Directory state after initial unpack (becomes important in a minute):

    
    
      -rwxr-xr-x 1 i336 users 19K May 13 10:43 INTEL-SA-00075-Discovery-Tool
      -rw-r--r-- 1 i336 users 27K May 13 10:57 INTEL-SA-00075-Discovery-Tool.c
      -rwxr-xr-x 1 i336 users 15K May 13 10:44 INTEL-SA-00075-Unprovisioning-Tool
      -rw-r--r-- 1 i336 users 16K May 13 10:42 INTEL-SA-00075-Unprovisioning-Tool.c
      -rw-r--r-- 1 i336 users 187 May 13 10:42 Makefile
    

Build:

    
    
      $ cd INTEL-SA-00075-Discovery-Unprovisioning-Tool-Engineering-Release
      $ make
      gcc -I../../usr/include    INTEL-SA-00075-Discovery-Tool.c   -o INTEL-SA-00075-Discovery-Tool
      strip INTEL-SA-00075-Discovery-Tool INTEL-SA-00075-Unprovisioning-Tool
      $
    

OK; wipe and do it again:

    
    
      $ rm INTEL-SA-00075-Discovery-Tool INTEL-SA-00075-Unprovisioning-Tool
      $ make
      gcc -I../../usr/include    INTEL-SA-00075-Discovery-Tool.c   -o INTEL-SA-00075-Discovery-Tool
      gcc -I../../usr/include    INTEL-SA-00075-Unprovisioning-Tool.c   -o INTEL-SA-00075-Unprovisioning-Tool
      strip INTEL-SA-00075-Discovery-Tool INTEL-SA-00075-Unprovisioning-Tool
      $
    

Wait - why did the unprovisioning tool only get compiled on the second build?

Because the binary for the unprovisioning tool is _two minutes NEWER_ than the
source code, as shown in the directory listing.

The binary for the discovery tool is older than the source (as normal).

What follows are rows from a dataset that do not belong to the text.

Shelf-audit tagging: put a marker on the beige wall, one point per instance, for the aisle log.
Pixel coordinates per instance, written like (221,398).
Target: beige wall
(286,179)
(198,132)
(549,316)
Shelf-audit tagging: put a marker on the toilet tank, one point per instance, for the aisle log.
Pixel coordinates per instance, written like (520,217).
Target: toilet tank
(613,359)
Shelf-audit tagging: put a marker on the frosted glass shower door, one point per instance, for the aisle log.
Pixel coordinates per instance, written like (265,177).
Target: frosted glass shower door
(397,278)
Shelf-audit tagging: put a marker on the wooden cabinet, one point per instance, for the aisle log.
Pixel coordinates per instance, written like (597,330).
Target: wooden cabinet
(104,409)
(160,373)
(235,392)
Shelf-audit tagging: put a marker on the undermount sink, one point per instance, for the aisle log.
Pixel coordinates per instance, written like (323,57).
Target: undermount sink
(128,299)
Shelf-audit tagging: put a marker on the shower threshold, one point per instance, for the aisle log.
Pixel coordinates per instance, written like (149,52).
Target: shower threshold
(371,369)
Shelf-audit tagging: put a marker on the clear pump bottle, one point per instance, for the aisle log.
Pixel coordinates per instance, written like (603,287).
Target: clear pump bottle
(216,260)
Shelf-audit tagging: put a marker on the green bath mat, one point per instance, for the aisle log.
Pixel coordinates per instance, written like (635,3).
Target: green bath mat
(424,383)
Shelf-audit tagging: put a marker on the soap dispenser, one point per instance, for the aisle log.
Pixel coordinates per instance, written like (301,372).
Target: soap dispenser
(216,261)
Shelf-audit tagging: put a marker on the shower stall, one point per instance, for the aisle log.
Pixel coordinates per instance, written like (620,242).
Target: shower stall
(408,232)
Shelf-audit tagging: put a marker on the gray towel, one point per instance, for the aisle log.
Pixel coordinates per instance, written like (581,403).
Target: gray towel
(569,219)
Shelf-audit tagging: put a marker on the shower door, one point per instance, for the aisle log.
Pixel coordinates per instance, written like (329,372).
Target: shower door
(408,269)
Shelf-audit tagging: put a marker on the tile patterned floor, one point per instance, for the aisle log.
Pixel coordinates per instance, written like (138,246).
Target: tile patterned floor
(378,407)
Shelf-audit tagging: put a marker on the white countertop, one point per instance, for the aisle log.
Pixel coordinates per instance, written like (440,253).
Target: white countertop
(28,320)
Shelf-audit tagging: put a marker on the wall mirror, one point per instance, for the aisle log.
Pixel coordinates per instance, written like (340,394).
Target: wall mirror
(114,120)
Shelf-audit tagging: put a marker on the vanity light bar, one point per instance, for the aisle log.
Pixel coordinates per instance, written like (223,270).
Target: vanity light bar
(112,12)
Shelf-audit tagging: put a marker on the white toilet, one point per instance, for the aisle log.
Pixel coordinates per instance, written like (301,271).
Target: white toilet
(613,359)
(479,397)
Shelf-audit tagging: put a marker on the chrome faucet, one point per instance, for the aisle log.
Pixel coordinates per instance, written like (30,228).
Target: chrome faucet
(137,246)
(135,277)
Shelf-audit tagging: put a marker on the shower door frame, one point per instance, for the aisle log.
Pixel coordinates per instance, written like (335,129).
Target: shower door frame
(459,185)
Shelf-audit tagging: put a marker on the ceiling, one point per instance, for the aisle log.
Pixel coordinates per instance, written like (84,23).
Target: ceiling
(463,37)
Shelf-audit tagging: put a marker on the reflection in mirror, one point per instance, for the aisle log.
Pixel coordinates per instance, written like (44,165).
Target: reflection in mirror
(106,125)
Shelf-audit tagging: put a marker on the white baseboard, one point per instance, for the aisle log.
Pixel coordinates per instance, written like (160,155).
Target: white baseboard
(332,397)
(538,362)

Objectively it's 50/50 as to whether this is meaningless noise or something
hidden. Of course everything points toward the former, but I thought I'd leave
this here just in case.

It's worth noting that an independent security company rapidly found (and
announced) the vulnerability after the initial undisclosed CVE. So if it was
that easy, this vulnerability has clearly been known about in various circles
for a while.

It's also worth noting that the build process strips the binary, which is
arguably unnecessary, but is a nice way to explain why there are no debug
symbols in the provided binaries.

Again, I trust Intel and can easily talk this away as the inanites of
bureaucracy and management and deadlines, but my "hmmm" sense is tingling
nonetheless.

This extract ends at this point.